May 18, 2024

Know the Great: F.A. Hayek

Freidrich von August Hayek was an Austrian Economist who was a very known figure in the economics profession until 1950. He was part of Austrian Economics and is also considered the most eminent member of the school of thought.

Hayek was born in 1899 to a family of intellectuals. In 1917, he joined the Austrian-Hungary army and fought on the Italian front. During the war, he suffered damage to the hearing in his left ear. After the war, like many youths those days, Hayek wanted to find the reason behind the happenings of wars and ways to stop them. Socialism seemed to him to be an option but the seminar of Ludwig von Mises and his book Socialism had an immense impact on him.
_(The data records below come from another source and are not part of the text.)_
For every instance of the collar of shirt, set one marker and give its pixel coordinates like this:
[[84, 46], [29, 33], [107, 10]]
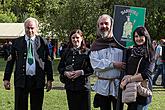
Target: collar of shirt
[[32, 38]]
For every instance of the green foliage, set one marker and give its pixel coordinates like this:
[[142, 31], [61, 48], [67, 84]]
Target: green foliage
[[7, 17]]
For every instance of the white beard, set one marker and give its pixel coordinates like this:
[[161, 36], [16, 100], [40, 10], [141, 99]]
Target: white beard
[[104, 34]]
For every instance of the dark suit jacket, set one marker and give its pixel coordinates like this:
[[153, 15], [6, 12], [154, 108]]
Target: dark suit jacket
[[18, 57]]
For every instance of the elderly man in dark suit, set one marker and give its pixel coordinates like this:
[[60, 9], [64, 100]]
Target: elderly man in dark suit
[[32, 61]]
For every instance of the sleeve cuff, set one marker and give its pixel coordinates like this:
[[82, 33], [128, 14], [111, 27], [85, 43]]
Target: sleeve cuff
[[82, 72]]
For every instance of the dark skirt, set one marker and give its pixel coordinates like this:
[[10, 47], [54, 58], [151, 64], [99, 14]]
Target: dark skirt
[[78, 100]]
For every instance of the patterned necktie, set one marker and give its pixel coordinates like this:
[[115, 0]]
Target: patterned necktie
[[30, 53]]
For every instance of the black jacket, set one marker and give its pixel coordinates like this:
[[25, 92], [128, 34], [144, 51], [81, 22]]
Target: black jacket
[[18, 57], [145, 68], [78, 62]]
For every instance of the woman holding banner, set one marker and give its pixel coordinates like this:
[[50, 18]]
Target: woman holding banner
[[142, 50]]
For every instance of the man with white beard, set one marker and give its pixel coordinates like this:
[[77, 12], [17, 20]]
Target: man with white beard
[[106, 60]]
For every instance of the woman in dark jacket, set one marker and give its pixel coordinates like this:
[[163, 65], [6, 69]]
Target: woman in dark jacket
[[143, 51], [75, 69]]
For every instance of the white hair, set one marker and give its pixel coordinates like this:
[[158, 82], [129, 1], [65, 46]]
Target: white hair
[[31, 19]]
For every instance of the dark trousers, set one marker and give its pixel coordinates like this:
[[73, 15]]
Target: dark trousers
[[36, 95], [104, 102], [159, 72], [78, 100]]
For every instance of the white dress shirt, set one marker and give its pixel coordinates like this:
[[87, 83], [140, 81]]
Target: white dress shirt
[[30, 69]]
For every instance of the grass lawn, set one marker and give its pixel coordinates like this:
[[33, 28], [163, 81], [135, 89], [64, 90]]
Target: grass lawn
[[56, 98]]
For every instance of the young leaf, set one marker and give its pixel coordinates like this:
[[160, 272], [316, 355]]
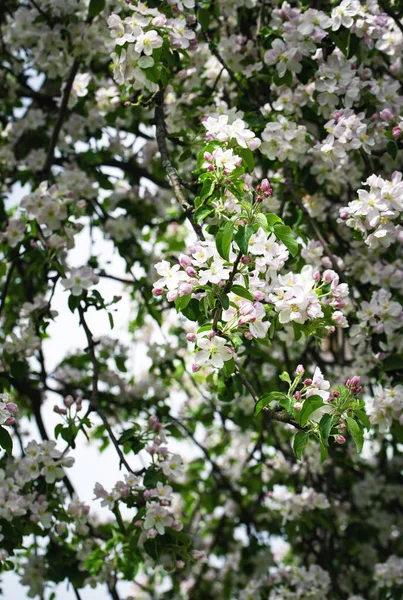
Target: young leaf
[[95, 7], [5, 441], [300, 441], [202, 212], [266, 399], [325, 425], [356, 433], [310, 405], [182, 302], [239, 290], [285, 235], [224, 238], [243, 236], [272, 219]]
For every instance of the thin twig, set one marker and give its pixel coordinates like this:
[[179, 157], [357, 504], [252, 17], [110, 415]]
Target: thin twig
[[161, 135], [60, 119]]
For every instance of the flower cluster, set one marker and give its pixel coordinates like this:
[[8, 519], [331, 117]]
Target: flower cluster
[[292, 505], [375, 211]]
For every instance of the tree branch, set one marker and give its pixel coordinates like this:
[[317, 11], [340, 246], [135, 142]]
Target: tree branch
[[161, 135]]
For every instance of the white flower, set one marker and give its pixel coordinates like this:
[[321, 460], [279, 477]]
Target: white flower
[[80, 279], [213, 351], [157, 517], [146, 42]]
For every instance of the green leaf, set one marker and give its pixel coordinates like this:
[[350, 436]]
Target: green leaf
[[285, 377], [5, 441], [203, 17], [266, 399], [229, 367], [392, 149], [239, 290], [224, 238], [363, 418], [203, 212], [285, 234], [95, 7], [207, 188], [325, 426], [308, 408], [247, 158], [272, 219], [324, 451], [243, 236], [356, 433], [223, 298], [127, 435], [300, 441], [182, 302]]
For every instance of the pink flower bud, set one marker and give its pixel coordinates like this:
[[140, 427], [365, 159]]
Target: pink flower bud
[[254, 143], [184, 289], [386, 114], [191, 271], [184, 261], [172, 295], [329, 275], [247, 308], [68, 401]]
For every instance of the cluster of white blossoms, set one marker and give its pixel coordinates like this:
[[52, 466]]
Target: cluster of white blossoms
[[17, 496], [385, 405], [298, 583], [137, 36], [80, 280], [284, 140], [291, 505], [8, 410], [298, 297], [225, 129], [390, 573], [157, 499], [347, 131], [380, 315], [375, 212]]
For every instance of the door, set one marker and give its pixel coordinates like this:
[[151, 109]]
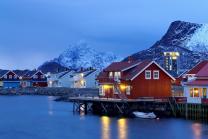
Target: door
[[204, 92]]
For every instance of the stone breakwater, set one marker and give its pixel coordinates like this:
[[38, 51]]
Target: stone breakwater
[[62, 92]]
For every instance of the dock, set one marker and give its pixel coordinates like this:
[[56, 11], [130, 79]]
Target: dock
[[163, 107]]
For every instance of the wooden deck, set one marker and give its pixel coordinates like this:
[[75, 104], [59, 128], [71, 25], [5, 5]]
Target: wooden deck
[[98, 99]]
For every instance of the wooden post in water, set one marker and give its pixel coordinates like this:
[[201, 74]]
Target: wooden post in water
[[186, 110]]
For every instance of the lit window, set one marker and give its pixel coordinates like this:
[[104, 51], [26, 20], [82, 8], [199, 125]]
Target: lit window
[[156, 74], [194, 92], [117, 74], [128, 90], [110, 74], [147, 74], [101, 90], [10, 76]]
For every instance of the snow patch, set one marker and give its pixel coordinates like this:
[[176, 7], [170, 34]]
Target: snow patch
[[199, 40], [82, 55]]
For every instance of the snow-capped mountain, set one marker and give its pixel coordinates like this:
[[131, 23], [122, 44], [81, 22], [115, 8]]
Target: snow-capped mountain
[[189, 39], [80, 55]]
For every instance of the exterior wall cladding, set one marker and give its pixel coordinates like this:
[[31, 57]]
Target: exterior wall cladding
[[141, 87]]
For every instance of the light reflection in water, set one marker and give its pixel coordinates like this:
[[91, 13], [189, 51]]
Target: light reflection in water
[[122, 128], [105, 122], [197, 130], [50, 105]]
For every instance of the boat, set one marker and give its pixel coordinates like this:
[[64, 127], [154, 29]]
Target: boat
[[145, 115]]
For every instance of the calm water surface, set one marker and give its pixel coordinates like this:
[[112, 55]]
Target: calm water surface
[[34, 117]]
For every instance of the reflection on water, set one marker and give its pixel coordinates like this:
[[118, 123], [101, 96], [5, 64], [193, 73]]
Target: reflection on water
[[105, 123], [197, 130], [122, 128], [50, 105]]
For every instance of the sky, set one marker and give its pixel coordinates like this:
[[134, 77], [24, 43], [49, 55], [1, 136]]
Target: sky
[[35, 31]]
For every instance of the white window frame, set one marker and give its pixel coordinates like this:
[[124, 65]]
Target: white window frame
[[10, 76], [154, 73], [117, 75], [15, 76], [111, 74], [128, 90], [35, 76], [115, 92], [101, 90], [148, 71]]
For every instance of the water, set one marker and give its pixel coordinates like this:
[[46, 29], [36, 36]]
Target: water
[[38, 117]]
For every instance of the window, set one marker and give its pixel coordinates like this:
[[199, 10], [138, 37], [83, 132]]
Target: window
[[10, 76], [156, 74], [101, 90], [194, 92], [204, 92], [111, 74], [147, 74], [15, 76], [128, 90], [117, 74]]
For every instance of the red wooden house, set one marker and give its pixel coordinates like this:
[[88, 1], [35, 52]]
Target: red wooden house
[[135, 80], [34, 79]]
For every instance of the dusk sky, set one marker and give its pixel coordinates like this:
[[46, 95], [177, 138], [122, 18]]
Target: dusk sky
[[34, 31]]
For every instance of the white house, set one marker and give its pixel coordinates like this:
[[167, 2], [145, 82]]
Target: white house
[[72, 79], [61, 79], [85, 79], [196, 86]]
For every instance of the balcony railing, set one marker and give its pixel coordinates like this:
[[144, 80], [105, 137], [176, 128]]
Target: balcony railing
[[204, 100]]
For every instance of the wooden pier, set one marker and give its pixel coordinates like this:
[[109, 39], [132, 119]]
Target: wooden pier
[[119, 107]]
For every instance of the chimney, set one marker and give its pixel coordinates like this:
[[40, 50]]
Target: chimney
[[130, 59]]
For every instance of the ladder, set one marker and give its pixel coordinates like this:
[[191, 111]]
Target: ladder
[[120, 95]]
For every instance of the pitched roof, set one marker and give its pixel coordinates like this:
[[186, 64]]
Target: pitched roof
[[198, 83], [64, 73], [198, 67], [120, 66], [88, 73], [131, 72], [203, 72], [21, 72], [3, 72]]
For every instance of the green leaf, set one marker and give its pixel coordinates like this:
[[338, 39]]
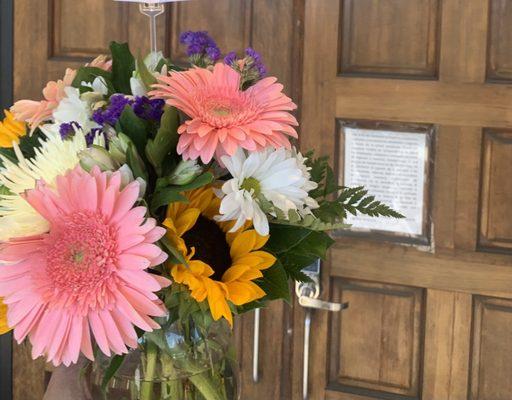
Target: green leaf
[[123, 66], [9, 154], [29, 143], [275, 283], [174, 252], [133, 127], [136, 163], [88, 75], [283, 238], [115, 364], [145, 74], [297, 248], [172, 194], [165, 140]]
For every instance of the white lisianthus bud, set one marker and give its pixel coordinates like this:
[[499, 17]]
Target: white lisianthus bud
[[137, 86], [127, 177], [185, 172], [118, 145], [97, 156]]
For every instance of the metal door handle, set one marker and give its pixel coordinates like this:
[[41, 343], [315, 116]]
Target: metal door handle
[[317, 304], [256, 347], [308, 294]]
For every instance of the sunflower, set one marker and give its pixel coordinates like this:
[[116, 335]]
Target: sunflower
[[222, 266], [11, 130], [4, 328]]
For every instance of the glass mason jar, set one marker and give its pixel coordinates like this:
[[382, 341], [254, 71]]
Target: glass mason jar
[[181, 361]]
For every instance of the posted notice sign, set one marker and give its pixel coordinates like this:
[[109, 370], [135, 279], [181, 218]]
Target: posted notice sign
[[392, 166]]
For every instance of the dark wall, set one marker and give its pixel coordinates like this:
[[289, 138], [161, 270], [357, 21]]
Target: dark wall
[[6, 79]]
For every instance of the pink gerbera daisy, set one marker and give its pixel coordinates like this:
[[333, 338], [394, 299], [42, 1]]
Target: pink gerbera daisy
[[88, 273], [223, 117]]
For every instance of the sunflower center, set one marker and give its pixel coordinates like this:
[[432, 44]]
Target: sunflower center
[[210, 244], [252, 185]]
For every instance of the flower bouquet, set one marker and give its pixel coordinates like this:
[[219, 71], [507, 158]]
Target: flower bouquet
[[143, 204]]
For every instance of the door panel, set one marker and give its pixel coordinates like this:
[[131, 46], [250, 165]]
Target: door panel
[[377, 343], [67, 33], [429, 322]]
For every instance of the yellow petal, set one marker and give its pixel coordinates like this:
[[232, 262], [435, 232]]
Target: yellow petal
[[235, 272], [260, 241], [243, 243], [201, 268], [217, 293], [241, 293]]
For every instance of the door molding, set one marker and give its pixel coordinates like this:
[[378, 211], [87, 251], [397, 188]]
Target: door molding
[[6, 94]]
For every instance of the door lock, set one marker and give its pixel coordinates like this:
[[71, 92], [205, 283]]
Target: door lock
[[308, 294]]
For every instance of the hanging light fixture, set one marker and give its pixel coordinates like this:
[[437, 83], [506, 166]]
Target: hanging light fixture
[[152, 9]]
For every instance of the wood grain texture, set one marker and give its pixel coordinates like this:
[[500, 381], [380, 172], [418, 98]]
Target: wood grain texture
[[464, 39], [496, 196], [499, 54], [491, 346], [78, 37], [29, 377], [466, 104], [447, 344], [228, 21], [383, 37], [376, 341], [385, 262]]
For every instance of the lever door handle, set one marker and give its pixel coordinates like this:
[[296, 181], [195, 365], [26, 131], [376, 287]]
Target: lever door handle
[[310, 304], [317, 304], [256, 347]]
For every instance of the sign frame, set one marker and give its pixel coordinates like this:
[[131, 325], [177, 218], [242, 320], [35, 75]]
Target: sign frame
[[429, 130]]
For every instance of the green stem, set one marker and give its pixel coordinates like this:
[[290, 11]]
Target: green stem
[[207, 386], [146, 391], [173, 387]]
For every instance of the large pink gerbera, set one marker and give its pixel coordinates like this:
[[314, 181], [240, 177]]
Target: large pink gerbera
[[88, 273], [223, 117]]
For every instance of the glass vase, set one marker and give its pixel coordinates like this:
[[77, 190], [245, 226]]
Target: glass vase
[[181, 361]]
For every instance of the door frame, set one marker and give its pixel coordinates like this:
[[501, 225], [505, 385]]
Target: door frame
[[6, 98]]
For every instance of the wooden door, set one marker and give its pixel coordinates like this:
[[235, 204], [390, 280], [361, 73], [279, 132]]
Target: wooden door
[[52, 35], [430, 321]]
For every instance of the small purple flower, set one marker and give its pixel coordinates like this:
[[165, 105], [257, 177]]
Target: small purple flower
[[148, 109], [200, 44], [68, 129], [89, 138], [230, 58], [110, 115], [256, 61]]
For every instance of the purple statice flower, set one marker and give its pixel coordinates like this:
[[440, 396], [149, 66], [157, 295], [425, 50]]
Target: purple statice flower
[[89, 138], [199, 45], [148, 109], [256, 61], [68, 129], [110, 115], [230, 58]]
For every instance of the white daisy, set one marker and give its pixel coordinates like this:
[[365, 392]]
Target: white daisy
[[276, 176], [53, 158], [152, 60], [74, 109]]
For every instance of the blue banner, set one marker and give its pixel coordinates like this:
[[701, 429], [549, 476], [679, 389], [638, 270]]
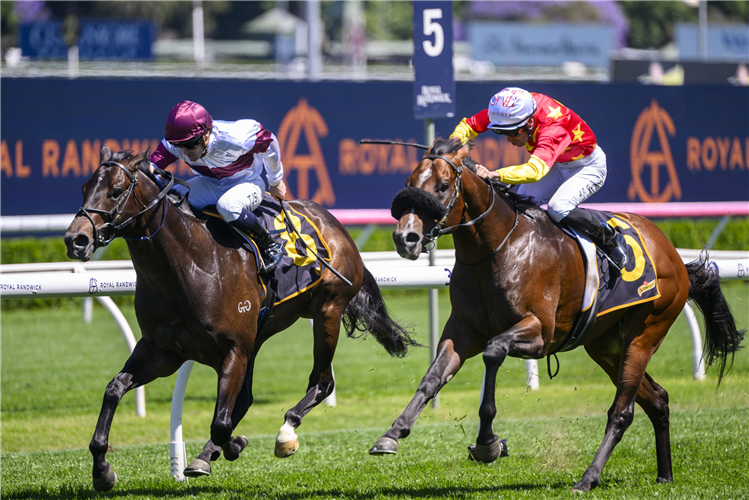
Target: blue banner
[[97, 40], [662, 143], [434, 86]]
Hayek was a student of Friedrich von Wieser at the University of Vienna and Wieser recommended Mises to hire Hayek in 1921. Hayek worked under Mises and in the year 1927 Mises helped him establish the Austrian Institute for Business Cycle Research.

In 1929, Hayek’s first book Monetary Theory and the Trade Cycle was published where Hayek used the concept of Wicksell-Mises to build the Business Cycle theory and considered it to not be natural but an artificial boom created by the central bank by reducing the interest rates (or market interest rates below the real interest rates).

England, the capital of economics those days was seeing the rise of Keynes. Keynes was a popular personality who was known to divert public opinion with the help of his pen. Seeing the rise and increasing dominance of Cambridge professor Keynes, the London School of Economics needed someone who could challenge Lord Keynes. Hayek arrived at the LSE and impressed the professors there. In 1930, Keynes published The Treatise of Money which Hayek pointed out flaws in the work. But, later Keynes escaped from the critique by saying that he no longer believes in his work and is focused on writing his other book. Hayek published his other book Prices and Production in which he proposed his Hayekian Triangle.

Hayek was a technical economist in the first half of the 20th century and his works were highly cited too but in mainstream economics, he was known for his works in Political Economy. No write up on Hayek can go without mentioning his bestseller The Road to Serfdom. This book was a critique of authoritarianism and collectivism. Hayek disproves that Socialism gives freedom, he disproves planning works better than markets, he disproves democracy would be any help in socialism, he disproves the belief that Fascism/Nazism is any close or a result of Liberalism/Libertarianism, he disproves totalitarianism and he disproves collectivism. In every way possible, Hayek broke the concept of collectivism. This is one of the major reasons why socialist concepts aren’t considered part of economics.

Hayek also highlights the issues with intellectuals who can be dangerous to a free society. His “knowledge problem” in society was another work very much accepted in mainstream economics. The problem says that a single planner or a group of planners cannot have all the knowledge in society as this “tacit” knowledge is dispersed in society and decentralized planning or planning at the individual level is needed rather than a planning commission. These knowledge are required to make important decisions in an economy. He said that prices transfer knowledge and to let it happen there is a need for a flexible and free price system. The free market for Hayek was a system of non-intervened or non-altered prices. Hayek used this concept to join Mises in a popular debate of that era called the Economic Calculation Debate.

Keynes is a major figure in economic history and Hayek was his rival. Both found very little common ground. Keynes was firm to his ground on the Demand side whereas Hayek continued the old belief of the Supply side. Being great rivals both turned out to become great friends later too. It was regarded that Hayek lost the battle. Keynes was considered the “savior of capitalism”. After 1950, Hayek shifted to other fields like Psychology, Political Philosophy, Philosophy of Science, and Jurispendence. Keynesian Revolution brought a bad phase for the Austrian School of thought and it was on the verge of extinction.

But, Hayek didn’t stop and kept publishing some very notable works in different fields of social science. Hayek who was seen as a loser saw the fall the Keynesian economics after the Stagflation of the 70s, he won Nobel Prize in 1974 and his Nobel Lecture The Pretense of Knowledge is the second most cited lecture in economics. The socialist countries began falling as planning couldn’t work as it was expected and Hayek could witness many socialist nations including India liberalizing and adopting capitalistic values. Most importantly he was alive during the fall of the Soviet Union.

Winning Nobel Prize motivated him to come back to Economics. He proposed a system of privatized money where banks or private firms can issue their own currency challenging the monopoly of the Central bank. This work even though very much ignored in the late 70s was later seen to be practical with the invention of Cryptocurrency.  

First, Hayek alongside his mentor and colleague Mises defended individual liberty and the free market system and later alongside Friedman made a major impact on the thinking of the masses and many political leaders too. F.A. Hayek was a pure genius in Social Science who has been sidelined by media and politicians for a long period of time. Hayek was different from others, he described himself as a Classical liberal and neither the Political/Economic Right nor Left agrees with his work completely.

No matter the type of system a country adopts, Hayek is the man who can never be ignored.